The Handbook will build on CNCA’s City Policy Framework for Dramatically Reducing Embodied Carbon that charted this new policy territory by outlining 52 policies cities can adopt to reduce embodied carbon emissions.
“Emissions during construction are a major contributor to lifetime emissions for capital projects. While operations may have decarbonisation opportunities long after construction completion, the embodied carbon emissions from construction are set in stone as the project is executed. Up-front carbon emissions account for up to 50 percent of total life cycle emissions”, says Peter Vangsbo, leading Sustainability and Climate Services in Arup in Denmark.

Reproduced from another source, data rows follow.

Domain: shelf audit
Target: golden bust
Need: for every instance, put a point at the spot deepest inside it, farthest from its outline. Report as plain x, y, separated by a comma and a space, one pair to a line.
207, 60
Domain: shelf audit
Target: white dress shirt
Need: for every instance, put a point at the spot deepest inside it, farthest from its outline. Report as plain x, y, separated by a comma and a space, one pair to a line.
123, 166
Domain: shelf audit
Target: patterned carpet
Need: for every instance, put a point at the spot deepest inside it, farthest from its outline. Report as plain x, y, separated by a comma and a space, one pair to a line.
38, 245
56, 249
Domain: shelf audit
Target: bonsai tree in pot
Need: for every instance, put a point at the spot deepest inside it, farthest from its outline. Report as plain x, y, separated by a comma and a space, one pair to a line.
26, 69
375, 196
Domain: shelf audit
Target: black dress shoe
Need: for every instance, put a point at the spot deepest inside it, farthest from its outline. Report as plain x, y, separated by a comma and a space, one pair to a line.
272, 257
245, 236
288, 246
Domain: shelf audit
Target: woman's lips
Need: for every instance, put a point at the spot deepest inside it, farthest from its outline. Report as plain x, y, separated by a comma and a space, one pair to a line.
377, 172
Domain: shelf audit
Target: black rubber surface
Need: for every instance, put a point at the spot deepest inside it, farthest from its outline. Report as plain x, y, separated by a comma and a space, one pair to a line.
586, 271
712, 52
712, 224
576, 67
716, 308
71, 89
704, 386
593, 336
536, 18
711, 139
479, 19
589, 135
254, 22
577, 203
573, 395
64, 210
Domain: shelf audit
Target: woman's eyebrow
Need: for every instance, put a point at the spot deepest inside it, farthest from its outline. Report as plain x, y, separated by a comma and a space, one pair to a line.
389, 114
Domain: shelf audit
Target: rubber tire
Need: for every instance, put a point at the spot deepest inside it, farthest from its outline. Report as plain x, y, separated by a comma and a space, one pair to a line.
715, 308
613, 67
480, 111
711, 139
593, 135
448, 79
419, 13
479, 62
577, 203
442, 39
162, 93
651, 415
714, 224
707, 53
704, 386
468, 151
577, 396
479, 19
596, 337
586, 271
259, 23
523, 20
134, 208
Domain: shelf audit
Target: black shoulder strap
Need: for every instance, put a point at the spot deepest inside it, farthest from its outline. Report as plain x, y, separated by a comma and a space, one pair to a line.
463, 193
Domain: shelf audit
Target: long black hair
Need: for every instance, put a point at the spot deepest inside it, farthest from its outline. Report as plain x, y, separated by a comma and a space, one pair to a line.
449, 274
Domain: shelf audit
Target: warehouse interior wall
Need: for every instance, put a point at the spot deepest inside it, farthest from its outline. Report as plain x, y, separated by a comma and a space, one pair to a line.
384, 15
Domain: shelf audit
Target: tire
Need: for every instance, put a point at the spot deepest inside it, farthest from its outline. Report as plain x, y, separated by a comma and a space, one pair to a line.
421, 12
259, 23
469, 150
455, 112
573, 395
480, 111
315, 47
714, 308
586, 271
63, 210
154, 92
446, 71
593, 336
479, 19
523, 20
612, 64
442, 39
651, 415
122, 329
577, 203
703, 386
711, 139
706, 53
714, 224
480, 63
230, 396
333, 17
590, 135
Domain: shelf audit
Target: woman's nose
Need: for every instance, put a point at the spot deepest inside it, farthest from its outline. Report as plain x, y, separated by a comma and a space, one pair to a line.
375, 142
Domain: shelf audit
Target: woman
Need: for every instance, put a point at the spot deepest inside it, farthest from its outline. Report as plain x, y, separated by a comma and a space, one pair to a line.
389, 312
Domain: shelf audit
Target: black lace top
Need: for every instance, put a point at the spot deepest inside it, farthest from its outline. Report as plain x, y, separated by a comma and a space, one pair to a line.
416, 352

“The time is now for both industry leaders and city policymakers to make tackling embodied emissions a priority,” according to Vangsbo. “Arup’s partnership with CNCA aims to help cities combat climate change by reducing embodied emissions.”
Simone Mangili, CNCA’s Executive Director, adds: “Our aim is to support engagement between policymakers and key players across the public and private sector – from architects and engineers to urban planners to procurement and permitting officials – in continuing to chart a collaborative approach to designing sustainable buildings for a carbon positive future”.
The Handbook for Carbon Neutral Buildings will identify green supply chains for residential, commercial and industrial building stock, while providing general and location-specific guidance on the procurement of biobased and low-carbon materials, including a catalogue of biobased alternatives for structures, cladding and insulation.